The two half cell reactions are shown in which 2e are involved.

Interpretation Introduction

(b)

Interpretation:

The balanced overall reaction must be written for the cell.

Concept introduction:

Overall electrochemical reaction is the total reaction taking place in cathode and anode which includes oxidation of one electrode and reduction of another electrode.

Answer to Problem SIV5RE

The overall cell reaction is ${\text{Pb(s)+2Ag}}^{\text{+}}\text{(aq)}\to {\text{Pb}}^{\text{2+}}\text{(aq)+2Ag(s)}$

Explanation of Solution

The overall reaction for the cell is written in which electrons are cancelled from both the sides.

The physical states of all the species involved are given in bracket. ${\text{Ag}}^{+}$ and ${\text{Pb}}^{2+}$ will be in aqueous solution and metallic Ag and Pb will be in solid-state.

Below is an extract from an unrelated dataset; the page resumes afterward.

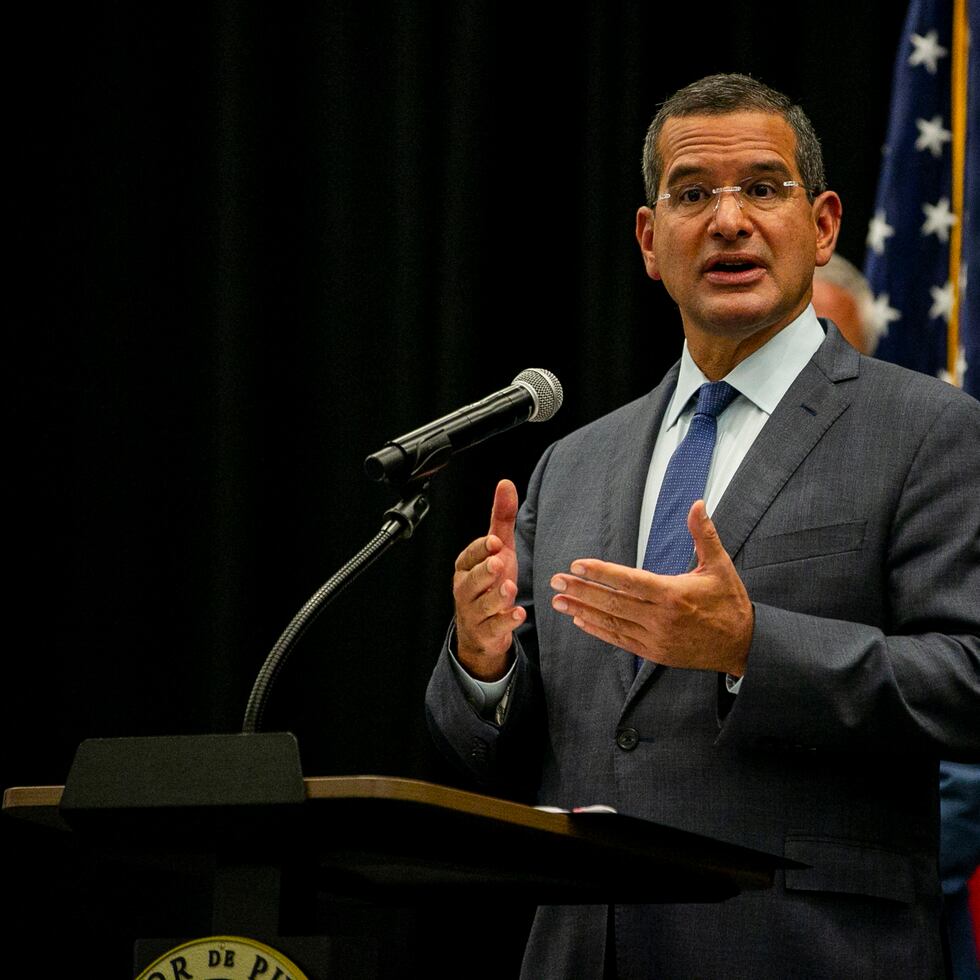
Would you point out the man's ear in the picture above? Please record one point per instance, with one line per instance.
(645, 236)
(827, 210)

Interpretation Introduction

(c)

Interpretation:

The number moles of electrons that will flow from cathode to anode must be calculated.

Concept introduction:

Silver is monovalent cation whereas lead is divalent cation. So, 2 moles of silver ions are reacting with 1 mole of lead.

Answer to Problem SIV5RE

2 moles of electron will flow from anode to cathode.

Explanation of Solution

$\begin{array}{l}\text{Pb}\to {\text{Pb}}^{\text{2+}}\text{+2e}\text{.}\\ {\text{2Ag}}^{\text{+}}\text{+2e}\to \text{2Ag}\text{.}\end{array}$

From the two half cell reactions, it can be seen that 2 moles of electrons are involved.

So from anode to cathode, 2 moles of electrons will flow.

Interpretation Introduction

(d)

Interpretation:

The voltage for the electrochemical cell must be calculated.

Concept introduction:

The voltage of an electrochemical cell can be written as

${\text{E}}^{\text{0}}{}_{\text{cell}}{\text{=E}}^{\text{0}}{}_{\text{cathode}}{\text{-E}}^{\text{0}}{}_{\text{anode}}$ where ${\text{E}}^{\text{0}}{}_{\text{cathode}}{\text{ and E}}^{\text{0}}{}_{\text{anode}}$ are standard reduction potentials of cathode and anode respectively.

Answer to Problem SIV5RE

Voltage of the electrochemical cell is 0.93 V.

Explanation of Solution

${\text{E}}^{\text{0}}{}_{\text{cell}}{\text{=E}}^{\text{0}}{}_{\text{cathode}}{\text{-E}}^{\text{0}}{}_{\text{anode}}$

The standard reduction potential for silver (cathode) and lead (anode) electrode are 0.80 V and -0.13 V respectively.

Thus, ${\text{E}}^{\text{0}}{}_{\text{cell}}\text{=[0}\text{.80-(-0}\text{.13)] V=[0}\text{.80+0}\text{.13] V=0}\text{.93 V}\text{.}$